Months before, in April, Davies announced the oversight body during a parliamentary sitting, where he argued that the administration would not allow the OCG to be a stumbling block in the pursuit of investment opportunities with private entities.
Instead of cash, Jamaica agreed to provide the lands for development as its contribution. The 850 acres that the investors have already identified and will get are in Mammee Bay, St Ann (200 acres), and Caymanas (650 acres).
... 'Land could cost about US$20 million'
Some lawmakers on Wednesday expressed concern when NROCC's Managing Director Ivan Anderson told them at a Public Administration and Appropriations Committee (PAAC) meeting that there was no valuation.
Leslie Campbell, a government member of parliament, suggested that Jamaica may have agreed to provide lands to Chinese developers that would otherwise have attracted a significant cost if they were being sold. "I somehow get the impression that this is a little untidy arrangement.
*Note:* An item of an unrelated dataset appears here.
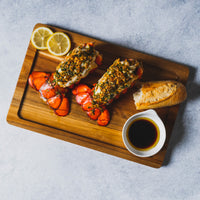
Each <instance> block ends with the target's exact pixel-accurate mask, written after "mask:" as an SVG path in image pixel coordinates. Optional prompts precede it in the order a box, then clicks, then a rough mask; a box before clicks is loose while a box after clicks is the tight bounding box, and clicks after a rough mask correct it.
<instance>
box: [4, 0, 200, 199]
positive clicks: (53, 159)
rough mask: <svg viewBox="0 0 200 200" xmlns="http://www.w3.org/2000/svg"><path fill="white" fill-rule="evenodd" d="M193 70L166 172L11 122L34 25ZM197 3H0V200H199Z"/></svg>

Some arrangements ought to have been put in place to factor in these very expensive lands."
The committee's chairman, Dr Wykeham McNeill, questioned the selection criteria, noting that there has to be "some reckoning" with the value of the land Jamaica was giving up.
Anderson explained that while there was no valuation, the cost of the properties was linked to the cost of acquiring lands for the construction of the 66-kilometres highway, and further, that a valuation was not necessary because the lands were state-owned.
"We have an average cost based on what we're acquiring for the highway, and if we use the same number, we can apply it also to the 1,200 acres because at the time, we would not have known exactly where the lands would have been." He said that the lands to build the highway cost J$2.1 million per acre, and when the land to be transferred is calculated at that rate, the cost could be about US$20 million.
According to Anderson, Jamaica was "well ahead of the game" by providing the land because it is costing the Government "far less" than if it had to pump cash into the project.
The MPs questioned the lack of the valuation after the NROCC head revealed that China Harbour would not be making a profit for another 20 years. This is because yearly costs for operations (US$15 million) and debt servicing (US$30 million) far exceed the US$18 million made annually from revenue. The highway was fully opened last year.
"Yes, yes, and yes," the contractor general said when asked if NROCC would have more explaining to do. "I believe the answers that were given (at PAAC) are answers that add to our interest in the matter. It will lead to us furthering our questioning and issuance of requisitions because there are still some matters that we believe need clarification."
Telephone calls to Davies went unanswered.